Column: In leaving UCLA, Chip Kelly runs a selfish sneak
A cowardly reverse.
Less than three months after the UCLA administration publicly embraced him, he flipped them off.
Less than three months after the UCLA players beat USC in his honor, he walked out on them.
Less than three months after praising his team for its resilient spirit in a comeback bowl victory over Boise State, he fled from the fight.
Look, this has to be some sort of sick joke, no?
UCLA football coach Chip Kelly is leaving the university for Big Ten rival Ohio State to serve as the Buckeyes’ offensive coordinator.
Chip Kelly is really leaving the UCLA head coaching job at the worst possible time to become the offensive coordinator at Ohio State?
Not the NFL. Not another head coaching job in college.

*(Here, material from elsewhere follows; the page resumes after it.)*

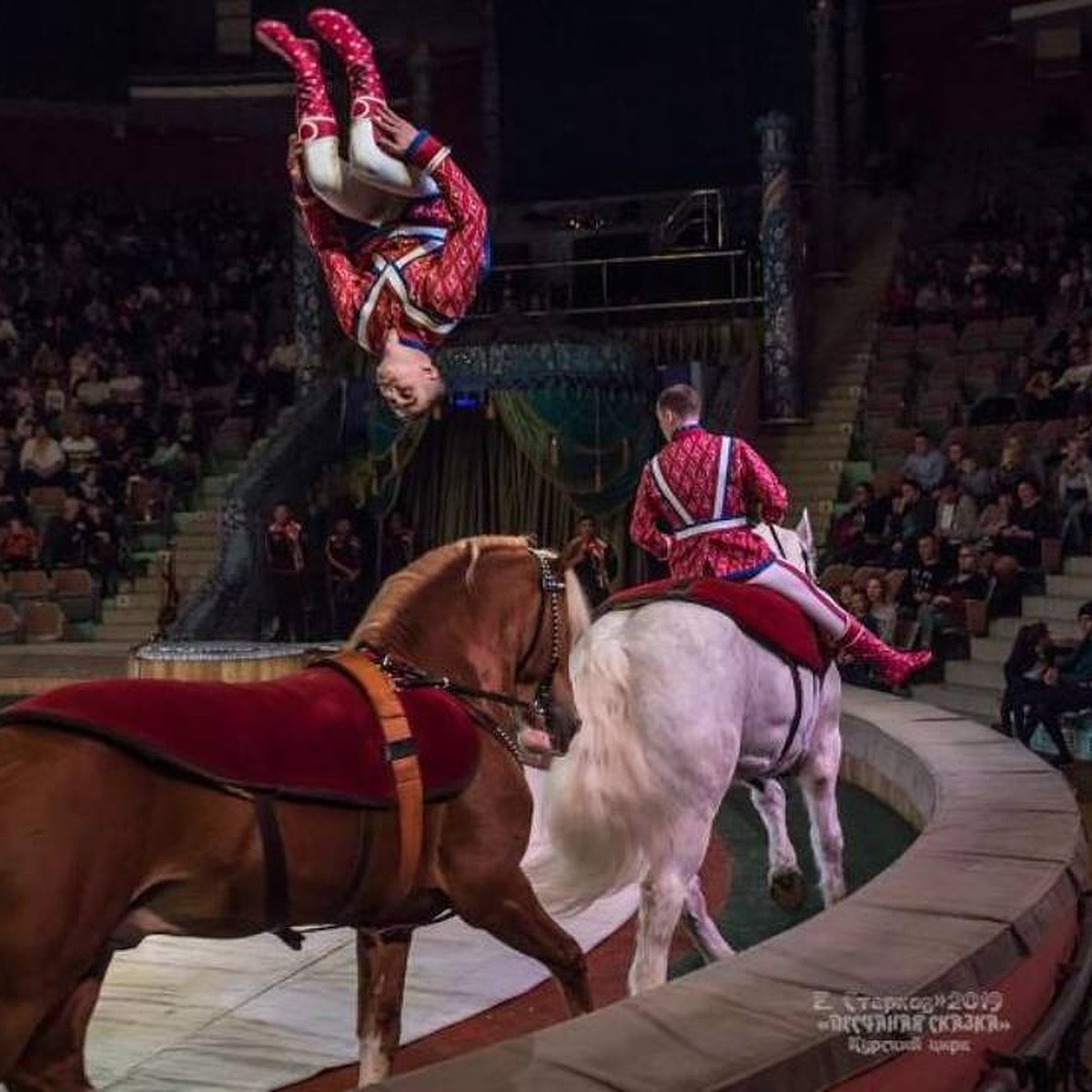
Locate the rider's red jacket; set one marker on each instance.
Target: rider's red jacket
(416, 276)
(700, 487)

But a coordinator at one of UCLA’s future Big Ten rivals? He took a demotion in title to work at a lesser position for a school in the same league?
And he’s doing it now?
He’s doing it at such an unconscionably late date that most of the recruits had been signed, and many of the top transfers were gone, and now UCLA has essentially lost an entire season?

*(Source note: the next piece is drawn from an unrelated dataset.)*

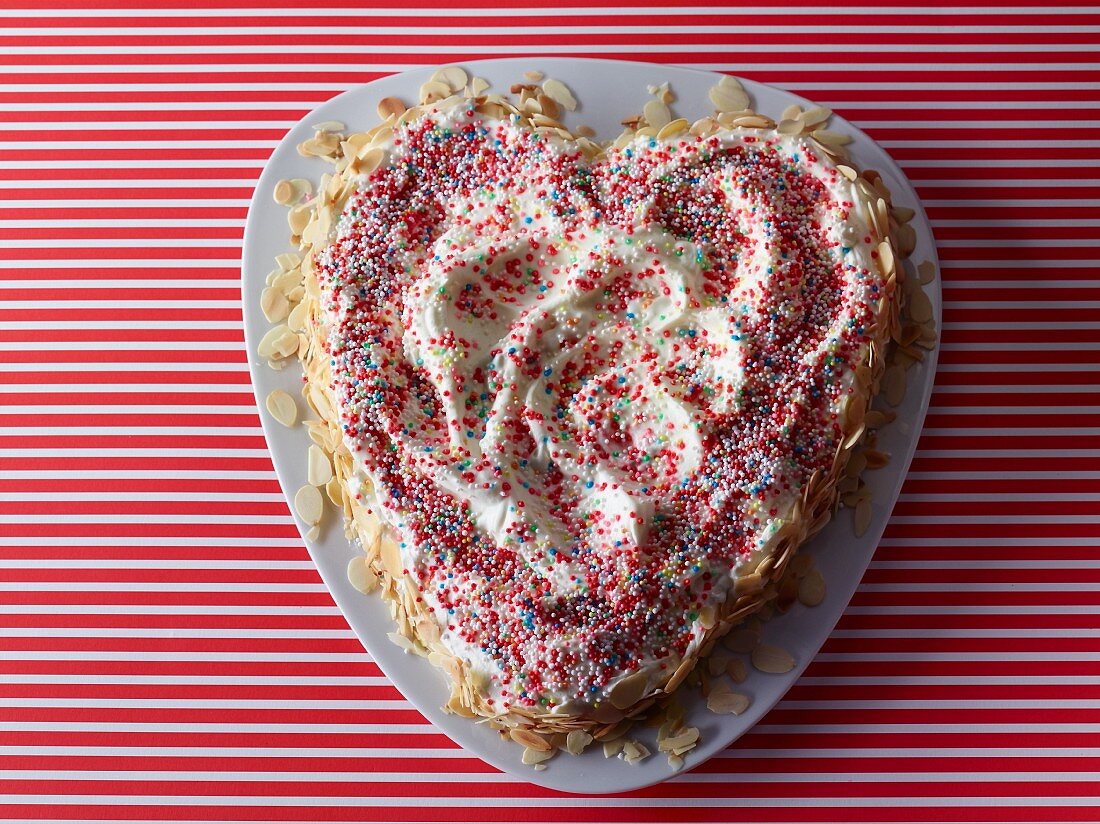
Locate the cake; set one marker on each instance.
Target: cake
(581, 404)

Classy. Professional. Disgusting.
I told UCLA to fire him. I begged UCLA to fire him. At the end of the season I wrote a column saying that UCLA had to fire him.
He had gone 35-34 in six seasons with one bowl win. He wasn’t interested in recruiting, as his current class was ranked 58th nationally by 247Sports.com. He wasn’t interested in schmoozing, as he generated little NIL money and few friends among the boosters.
He should have been fired long before he could pull this selfish stunt, long before his lame opportunism turned the program into steaming wreckage, long before now.
But no, athletic director Martin Jarmond inexplicably told me that Kelly had built a “strong and phenomenal culture.”
Not strong enough to keep the head coach from bailing, apparently.
Jarmond added, “I’m excited, I think there’s so many positives with the program.”
Oh yeah? Name one.
Ironically, Jarmond actually cited continuity and stability as reasons to keep Kelly as they entered the Big Ten, saying, “Continuity and stability are bedrocks of a successful program … you really want that continuity and stability to usher you into a new era.”
Consider those bedrocks crushed.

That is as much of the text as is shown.